Our study also had certain limitations and drawbacks. Firstly, the available pool of subjects included in this meta-analysis was limited, albeit being the largest reported thus far. Secondly, the studies included in this analysis had different add power for the multifocal SCLs. Thirdly, the quality of the conducted studies varied, with some lacking a double-blinded design. Fourthly both single vision SCLs and spectacle lenses were selected as control measures. Fifthly, there was an age disparity among the studies. The included articles only provided the age range and mean, which was insufficient to explore the relationship between therapeutic outcomes and age. Lastly, significant heterogeneity was observed in certain pooled analyses.

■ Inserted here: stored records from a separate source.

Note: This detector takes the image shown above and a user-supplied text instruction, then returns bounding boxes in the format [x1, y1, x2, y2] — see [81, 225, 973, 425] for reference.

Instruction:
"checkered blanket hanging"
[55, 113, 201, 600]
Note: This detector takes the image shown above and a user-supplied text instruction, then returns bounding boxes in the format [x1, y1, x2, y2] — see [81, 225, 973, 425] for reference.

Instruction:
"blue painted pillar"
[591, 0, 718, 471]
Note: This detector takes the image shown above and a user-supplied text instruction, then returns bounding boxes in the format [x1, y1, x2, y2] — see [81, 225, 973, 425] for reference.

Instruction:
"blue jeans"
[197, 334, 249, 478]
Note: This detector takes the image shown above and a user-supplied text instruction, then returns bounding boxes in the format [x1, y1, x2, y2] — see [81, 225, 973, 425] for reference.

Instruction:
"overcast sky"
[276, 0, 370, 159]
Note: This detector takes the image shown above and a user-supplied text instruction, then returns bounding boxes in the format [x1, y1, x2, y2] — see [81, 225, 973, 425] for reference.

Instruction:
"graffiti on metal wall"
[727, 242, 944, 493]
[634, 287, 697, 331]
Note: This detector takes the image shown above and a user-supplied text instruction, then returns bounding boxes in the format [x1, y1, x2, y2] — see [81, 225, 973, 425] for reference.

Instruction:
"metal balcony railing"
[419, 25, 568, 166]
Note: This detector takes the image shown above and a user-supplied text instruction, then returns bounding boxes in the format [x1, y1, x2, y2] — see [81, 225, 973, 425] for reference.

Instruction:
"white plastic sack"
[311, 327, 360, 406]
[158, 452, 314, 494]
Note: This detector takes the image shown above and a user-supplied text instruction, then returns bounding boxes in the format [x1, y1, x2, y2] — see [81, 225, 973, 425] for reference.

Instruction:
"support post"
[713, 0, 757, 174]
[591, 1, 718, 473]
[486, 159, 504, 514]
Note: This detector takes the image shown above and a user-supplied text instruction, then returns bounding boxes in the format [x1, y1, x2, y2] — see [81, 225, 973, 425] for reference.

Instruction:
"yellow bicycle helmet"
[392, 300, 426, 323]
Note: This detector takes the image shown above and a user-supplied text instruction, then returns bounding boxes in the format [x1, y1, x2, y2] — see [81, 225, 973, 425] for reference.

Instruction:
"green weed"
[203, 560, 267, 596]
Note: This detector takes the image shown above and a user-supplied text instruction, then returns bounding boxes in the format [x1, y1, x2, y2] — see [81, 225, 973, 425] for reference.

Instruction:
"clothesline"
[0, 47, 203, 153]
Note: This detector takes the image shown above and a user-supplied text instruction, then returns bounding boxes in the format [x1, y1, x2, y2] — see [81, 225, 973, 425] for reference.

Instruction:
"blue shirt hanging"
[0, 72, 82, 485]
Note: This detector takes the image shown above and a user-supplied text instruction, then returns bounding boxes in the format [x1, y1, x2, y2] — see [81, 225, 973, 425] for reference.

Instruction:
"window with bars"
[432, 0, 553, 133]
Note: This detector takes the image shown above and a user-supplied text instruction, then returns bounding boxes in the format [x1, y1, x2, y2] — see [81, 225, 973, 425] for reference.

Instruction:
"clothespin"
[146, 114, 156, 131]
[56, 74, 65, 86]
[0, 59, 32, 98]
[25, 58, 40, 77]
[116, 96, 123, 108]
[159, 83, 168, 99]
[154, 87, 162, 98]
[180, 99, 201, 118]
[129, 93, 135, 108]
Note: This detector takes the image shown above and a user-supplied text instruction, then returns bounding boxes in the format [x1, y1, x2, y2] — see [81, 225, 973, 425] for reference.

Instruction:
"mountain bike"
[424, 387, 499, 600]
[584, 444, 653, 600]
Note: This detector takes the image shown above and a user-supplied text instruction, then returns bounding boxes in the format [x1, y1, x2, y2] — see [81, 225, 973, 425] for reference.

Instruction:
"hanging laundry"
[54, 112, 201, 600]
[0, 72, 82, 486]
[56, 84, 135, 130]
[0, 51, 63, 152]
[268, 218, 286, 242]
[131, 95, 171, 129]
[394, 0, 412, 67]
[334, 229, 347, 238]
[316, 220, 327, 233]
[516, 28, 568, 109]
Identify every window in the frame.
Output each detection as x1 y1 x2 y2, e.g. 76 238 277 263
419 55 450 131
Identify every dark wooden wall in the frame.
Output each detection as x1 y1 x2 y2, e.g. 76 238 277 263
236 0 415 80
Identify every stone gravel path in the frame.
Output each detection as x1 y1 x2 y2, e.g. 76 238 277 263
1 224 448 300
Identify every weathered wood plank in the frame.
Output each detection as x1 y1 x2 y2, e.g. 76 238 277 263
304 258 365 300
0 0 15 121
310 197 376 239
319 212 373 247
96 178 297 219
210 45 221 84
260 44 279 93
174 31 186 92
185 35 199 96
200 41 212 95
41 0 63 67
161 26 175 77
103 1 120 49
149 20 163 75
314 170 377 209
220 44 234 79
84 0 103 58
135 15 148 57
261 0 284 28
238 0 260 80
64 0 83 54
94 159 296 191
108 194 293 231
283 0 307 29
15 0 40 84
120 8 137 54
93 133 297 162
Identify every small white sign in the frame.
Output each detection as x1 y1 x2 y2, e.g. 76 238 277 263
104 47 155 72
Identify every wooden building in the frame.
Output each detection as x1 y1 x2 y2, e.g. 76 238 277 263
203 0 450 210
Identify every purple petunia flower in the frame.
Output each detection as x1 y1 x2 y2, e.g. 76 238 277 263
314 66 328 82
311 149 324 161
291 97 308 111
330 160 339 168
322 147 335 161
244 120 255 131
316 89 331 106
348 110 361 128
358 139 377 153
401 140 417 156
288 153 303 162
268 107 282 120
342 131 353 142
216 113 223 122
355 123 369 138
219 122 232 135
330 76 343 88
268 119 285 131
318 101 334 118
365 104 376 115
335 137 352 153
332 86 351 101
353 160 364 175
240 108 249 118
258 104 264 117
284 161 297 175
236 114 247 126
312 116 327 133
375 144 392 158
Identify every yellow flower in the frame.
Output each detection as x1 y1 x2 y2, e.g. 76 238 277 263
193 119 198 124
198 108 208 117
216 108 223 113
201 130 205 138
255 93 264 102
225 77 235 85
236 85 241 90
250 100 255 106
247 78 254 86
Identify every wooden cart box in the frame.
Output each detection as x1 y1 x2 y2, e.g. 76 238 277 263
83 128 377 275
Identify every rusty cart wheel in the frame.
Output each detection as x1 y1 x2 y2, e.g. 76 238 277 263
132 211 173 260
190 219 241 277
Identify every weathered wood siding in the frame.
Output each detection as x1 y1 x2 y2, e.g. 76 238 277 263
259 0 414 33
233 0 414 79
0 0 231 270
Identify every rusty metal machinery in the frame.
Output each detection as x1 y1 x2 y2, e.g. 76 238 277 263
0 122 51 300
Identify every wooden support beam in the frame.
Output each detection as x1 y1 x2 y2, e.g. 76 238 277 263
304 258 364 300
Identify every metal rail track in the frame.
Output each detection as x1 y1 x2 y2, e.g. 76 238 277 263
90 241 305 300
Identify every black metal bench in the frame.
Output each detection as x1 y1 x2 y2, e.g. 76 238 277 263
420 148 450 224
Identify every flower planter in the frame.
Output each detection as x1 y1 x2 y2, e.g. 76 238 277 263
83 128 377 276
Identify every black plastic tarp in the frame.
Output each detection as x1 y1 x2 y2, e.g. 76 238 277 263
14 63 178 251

In conclusion, the findings of this meta-analysis indicate peripheral add multifocal SCLs were effective in slowing down myopia progression. However, the effect of this kind of lenses was weaker and may also lead to a significant decrease in distance low-contrast logMAR visual acuity. Despite this, the study found that SCLs were a safe treatment option with a lower incidence of adverse effects and no serious complications. Further research is needed to address several issues. For instance, the lack of a uniform add powers poses a challenge. In our meta-analysis, the included studies employed different plus power for multifocal SCLs, highlighting the need for further investigation to determine the optimal myopic defocus amount for achieving the desired myopia control effect. Specifically, more studies should be conducted to ascertain the long-term efficacy of multifocal SCLs in slowing down the progression of myopia, establish the optimal duration of SCLs wear to achieve an optimal therapeutic effect, and evaluate the impact of discontinuing long-term lens wear on the subsequent progression of myopia.